Faduli.com — Suasana di sekitar Pelabuhan Weda, Kabupaten Halmahera Tengah, tetap terpantau tenang pascaperingatan dini tsunami yang dikeluarkan BMKG setelah gempa berkekuatan Magnitudo 7,6 di wilayah tenggara Bitung, Kamis (2/4/2026).
Pantauan wartawan Faduli.com di sejumlah titik dekat kawasan pelabuhan menunjukkan masyarakat masih menjalankan aktivitas secara normal, termasuk para penjual ikan yang tetap melayani pembeli sambil terus memantau perkembangan informasi resmi dari pemerintah.
Salah satu penjual ikan, Ibu Nini, mengatakan bahwa dirinya bersama pedagang lain sempat terkejut saat getaran gempa terasa, namun memilih tetap tenang dan tidak terbawa suasana panik.
“Tadi memang sempat kaget saja, tapi kami tidak panik. Ikan sudah terlanjur dibuka dari cool box dan sebagian juga sudah laku, jadi kami tetap lanjut berjualan,” ujar Ibu Nini kepada wartawan.
Menurutnya, sikap tenang sangat penting agar tidak memicu ketakutan di lingkungan keluarga, terutama bagi anak-anak, orang tua, dan para lansia yang berada di rumah.

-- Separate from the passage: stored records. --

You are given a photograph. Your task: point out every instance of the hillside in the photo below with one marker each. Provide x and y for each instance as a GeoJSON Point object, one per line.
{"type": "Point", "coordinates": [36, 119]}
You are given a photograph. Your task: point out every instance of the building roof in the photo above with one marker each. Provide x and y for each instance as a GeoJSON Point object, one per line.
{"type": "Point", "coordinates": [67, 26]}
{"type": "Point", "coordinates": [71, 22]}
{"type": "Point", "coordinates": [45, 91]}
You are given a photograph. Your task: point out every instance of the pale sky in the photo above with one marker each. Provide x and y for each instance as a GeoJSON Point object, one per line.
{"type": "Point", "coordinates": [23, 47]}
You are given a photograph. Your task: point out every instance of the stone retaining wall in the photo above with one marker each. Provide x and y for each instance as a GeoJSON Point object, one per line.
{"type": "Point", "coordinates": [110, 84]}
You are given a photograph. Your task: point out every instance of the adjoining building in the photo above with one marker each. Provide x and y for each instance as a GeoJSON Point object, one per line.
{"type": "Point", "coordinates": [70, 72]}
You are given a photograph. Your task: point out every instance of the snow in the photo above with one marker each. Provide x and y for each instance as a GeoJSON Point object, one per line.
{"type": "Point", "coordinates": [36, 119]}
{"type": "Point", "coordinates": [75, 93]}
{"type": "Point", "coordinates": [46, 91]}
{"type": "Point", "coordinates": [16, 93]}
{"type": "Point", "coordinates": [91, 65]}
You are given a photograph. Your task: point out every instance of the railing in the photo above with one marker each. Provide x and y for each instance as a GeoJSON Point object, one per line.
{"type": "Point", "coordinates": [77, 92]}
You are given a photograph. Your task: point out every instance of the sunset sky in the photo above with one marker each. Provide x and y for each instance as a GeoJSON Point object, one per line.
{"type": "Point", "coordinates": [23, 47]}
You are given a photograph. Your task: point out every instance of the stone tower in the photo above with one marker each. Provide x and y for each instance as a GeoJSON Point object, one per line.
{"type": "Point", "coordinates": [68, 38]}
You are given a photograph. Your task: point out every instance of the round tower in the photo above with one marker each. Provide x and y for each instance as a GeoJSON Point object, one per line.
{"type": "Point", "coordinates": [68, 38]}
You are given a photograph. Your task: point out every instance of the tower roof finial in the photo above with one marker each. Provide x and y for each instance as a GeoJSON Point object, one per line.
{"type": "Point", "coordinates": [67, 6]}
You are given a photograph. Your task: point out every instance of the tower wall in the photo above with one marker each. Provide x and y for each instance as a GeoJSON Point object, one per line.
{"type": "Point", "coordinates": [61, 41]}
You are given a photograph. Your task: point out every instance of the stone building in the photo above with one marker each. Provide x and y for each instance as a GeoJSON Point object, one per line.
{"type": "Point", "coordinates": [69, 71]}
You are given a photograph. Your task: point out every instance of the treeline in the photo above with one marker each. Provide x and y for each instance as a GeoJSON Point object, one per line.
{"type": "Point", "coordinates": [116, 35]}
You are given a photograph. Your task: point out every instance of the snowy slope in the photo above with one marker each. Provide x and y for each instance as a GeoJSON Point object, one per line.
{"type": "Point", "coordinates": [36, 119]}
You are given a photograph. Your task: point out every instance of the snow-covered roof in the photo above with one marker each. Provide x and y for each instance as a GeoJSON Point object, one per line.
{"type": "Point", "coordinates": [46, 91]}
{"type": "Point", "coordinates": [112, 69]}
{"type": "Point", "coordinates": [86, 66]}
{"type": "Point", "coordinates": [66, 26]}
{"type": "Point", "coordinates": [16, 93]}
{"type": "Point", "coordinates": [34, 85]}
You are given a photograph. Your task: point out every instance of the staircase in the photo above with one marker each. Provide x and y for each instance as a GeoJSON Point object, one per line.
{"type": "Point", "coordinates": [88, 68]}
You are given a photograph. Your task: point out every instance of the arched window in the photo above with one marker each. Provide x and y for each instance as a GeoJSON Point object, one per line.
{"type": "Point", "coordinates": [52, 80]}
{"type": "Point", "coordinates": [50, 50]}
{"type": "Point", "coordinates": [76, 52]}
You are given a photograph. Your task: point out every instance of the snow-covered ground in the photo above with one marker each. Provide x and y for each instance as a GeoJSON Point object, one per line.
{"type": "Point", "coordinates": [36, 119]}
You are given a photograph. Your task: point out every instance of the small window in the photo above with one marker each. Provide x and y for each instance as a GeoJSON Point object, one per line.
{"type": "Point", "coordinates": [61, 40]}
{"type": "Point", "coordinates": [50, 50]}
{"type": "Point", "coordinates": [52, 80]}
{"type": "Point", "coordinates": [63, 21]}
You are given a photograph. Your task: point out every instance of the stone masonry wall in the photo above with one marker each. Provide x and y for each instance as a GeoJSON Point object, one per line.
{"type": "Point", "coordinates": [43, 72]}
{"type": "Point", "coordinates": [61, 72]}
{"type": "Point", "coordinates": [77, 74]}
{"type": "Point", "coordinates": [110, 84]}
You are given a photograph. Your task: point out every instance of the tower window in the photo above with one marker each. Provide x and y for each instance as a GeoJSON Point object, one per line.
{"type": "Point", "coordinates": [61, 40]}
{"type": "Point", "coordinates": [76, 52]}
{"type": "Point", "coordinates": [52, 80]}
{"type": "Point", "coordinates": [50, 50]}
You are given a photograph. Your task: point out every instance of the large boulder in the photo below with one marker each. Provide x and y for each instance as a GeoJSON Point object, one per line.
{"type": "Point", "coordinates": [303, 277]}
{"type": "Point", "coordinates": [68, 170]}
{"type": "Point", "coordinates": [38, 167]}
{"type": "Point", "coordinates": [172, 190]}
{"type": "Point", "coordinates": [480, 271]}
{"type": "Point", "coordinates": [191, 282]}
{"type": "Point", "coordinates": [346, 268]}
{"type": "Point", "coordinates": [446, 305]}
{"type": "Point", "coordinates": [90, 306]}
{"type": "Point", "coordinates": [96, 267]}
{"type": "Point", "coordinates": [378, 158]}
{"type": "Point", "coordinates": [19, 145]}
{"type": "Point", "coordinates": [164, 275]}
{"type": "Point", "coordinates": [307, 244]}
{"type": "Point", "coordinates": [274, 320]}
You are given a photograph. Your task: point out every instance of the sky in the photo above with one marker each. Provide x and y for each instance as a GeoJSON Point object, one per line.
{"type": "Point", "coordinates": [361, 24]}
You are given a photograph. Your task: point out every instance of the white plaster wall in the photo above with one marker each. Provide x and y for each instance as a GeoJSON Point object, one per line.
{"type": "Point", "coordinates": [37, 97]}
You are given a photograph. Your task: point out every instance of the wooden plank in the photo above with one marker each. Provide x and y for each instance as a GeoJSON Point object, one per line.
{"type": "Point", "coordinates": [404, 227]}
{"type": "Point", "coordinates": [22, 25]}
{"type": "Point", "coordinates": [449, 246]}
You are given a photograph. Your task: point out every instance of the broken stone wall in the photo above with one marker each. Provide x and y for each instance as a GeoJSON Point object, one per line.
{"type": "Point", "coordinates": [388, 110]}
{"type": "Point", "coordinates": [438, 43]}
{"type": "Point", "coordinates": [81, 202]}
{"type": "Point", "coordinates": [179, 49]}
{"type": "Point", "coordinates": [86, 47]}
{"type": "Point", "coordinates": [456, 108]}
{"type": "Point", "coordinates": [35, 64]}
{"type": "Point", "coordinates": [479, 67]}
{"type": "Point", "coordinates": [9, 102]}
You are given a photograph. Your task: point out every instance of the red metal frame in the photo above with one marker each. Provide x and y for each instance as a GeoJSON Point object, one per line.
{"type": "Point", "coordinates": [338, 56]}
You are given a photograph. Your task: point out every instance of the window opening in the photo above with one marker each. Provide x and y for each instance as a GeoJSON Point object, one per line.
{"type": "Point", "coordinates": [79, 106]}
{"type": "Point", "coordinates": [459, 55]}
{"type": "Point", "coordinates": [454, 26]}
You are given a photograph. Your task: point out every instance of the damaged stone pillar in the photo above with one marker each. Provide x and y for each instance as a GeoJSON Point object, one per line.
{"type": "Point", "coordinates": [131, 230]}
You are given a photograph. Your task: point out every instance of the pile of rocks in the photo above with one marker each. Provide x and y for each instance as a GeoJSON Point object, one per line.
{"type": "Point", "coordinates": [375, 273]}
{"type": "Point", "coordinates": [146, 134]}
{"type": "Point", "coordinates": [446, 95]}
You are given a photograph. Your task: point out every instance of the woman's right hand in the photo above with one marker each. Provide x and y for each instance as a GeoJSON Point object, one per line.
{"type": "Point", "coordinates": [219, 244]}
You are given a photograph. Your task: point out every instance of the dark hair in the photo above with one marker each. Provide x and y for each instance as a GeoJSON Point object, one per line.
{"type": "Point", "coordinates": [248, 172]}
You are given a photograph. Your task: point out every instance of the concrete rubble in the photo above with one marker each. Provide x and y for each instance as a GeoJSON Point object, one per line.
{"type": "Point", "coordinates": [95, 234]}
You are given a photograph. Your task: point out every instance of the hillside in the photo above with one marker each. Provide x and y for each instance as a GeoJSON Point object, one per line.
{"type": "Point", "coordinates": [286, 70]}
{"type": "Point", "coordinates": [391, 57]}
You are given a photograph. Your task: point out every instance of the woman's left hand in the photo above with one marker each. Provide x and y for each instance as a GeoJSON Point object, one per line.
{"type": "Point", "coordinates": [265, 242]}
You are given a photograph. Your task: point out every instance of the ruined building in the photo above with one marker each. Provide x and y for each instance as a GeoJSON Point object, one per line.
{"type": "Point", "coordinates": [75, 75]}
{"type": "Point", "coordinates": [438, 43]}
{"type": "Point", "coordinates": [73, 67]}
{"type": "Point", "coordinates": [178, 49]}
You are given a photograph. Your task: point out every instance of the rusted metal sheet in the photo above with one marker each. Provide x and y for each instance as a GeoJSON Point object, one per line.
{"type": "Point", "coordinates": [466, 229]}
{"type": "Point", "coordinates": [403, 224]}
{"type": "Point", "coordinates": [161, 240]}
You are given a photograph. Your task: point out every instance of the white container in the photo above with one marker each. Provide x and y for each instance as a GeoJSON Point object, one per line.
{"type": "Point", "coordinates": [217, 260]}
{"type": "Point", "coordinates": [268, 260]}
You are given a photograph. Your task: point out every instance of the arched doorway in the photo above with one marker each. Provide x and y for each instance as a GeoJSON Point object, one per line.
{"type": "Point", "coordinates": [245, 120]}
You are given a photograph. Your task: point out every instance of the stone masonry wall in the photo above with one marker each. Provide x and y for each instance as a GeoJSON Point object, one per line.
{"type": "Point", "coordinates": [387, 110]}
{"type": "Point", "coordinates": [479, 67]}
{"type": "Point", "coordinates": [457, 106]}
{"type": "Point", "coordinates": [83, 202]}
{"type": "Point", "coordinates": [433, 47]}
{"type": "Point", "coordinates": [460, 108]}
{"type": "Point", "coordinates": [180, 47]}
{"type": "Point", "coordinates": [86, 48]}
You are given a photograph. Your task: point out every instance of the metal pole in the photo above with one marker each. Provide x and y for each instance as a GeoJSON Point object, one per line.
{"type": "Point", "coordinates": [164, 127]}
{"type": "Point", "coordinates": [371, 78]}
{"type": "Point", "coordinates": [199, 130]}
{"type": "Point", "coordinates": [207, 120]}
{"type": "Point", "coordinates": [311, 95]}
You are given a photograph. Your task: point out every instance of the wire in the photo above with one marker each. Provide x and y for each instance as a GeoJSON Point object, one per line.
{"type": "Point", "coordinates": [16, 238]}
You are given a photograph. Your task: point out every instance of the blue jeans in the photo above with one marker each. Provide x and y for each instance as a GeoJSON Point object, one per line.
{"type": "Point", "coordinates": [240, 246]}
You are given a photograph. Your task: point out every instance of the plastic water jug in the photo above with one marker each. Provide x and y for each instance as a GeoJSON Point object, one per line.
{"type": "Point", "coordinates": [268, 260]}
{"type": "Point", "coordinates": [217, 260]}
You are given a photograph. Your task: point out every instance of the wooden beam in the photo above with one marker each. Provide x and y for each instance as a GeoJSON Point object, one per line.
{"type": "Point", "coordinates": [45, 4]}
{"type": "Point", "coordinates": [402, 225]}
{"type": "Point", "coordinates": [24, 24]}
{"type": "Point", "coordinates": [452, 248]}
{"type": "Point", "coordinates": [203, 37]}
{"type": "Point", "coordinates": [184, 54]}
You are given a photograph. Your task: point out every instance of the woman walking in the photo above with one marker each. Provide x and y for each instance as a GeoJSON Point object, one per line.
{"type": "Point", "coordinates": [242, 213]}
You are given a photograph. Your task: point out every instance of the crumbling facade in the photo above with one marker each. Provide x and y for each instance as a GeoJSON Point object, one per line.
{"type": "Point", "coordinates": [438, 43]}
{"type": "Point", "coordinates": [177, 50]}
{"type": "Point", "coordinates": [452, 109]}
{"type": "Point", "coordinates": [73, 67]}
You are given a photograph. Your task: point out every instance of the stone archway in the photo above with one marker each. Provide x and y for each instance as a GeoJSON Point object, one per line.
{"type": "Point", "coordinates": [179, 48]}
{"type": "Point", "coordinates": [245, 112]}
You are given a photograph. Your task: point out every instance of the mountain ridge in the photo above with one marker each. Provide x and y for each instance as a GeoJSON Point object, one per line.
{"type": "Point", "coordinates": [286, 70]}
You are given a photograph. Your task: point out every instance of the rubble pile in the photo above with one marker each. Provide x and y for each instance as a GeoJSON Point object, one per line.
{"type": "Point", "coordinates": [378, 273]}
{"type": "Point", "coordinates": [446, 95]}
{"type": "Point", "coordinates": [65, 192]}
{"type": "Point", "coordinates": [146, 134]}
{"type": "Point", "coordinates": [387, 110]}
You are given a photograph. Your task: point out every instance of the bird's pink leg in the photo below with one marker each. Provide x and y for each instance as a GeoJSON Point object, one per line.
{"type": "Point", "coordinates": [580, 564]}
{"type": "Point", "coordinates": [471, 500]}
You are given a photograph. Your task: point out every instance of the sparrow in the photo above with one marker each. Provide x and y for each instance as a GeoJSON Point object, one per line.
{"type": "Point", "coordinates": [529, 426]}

“Jangan terlalu panik, karena kalau kita panik, anak-anak, orang tua, dan lansia di rumah juga ikut takut. Yang penting kita tetap ikhtiar dan selalu update informasi,” tambahnya.
Warga di sekitar Pelabuhan Weda juga terlihat tetap siaga dengan terus memantau informasi dari BMKG, BPBD, dan pemerintah daerah, sembari bersiap mengikuti arahan petugas apabila terjadi perubahan status peringatan.
Sikap masyarakat yang tetap tenang namun waspada ini menjadi contoh penting bahwa dalam situasi bencana, ketenangan dan informasi yang benar adalah kunci utama menjaga keselamatan bersama.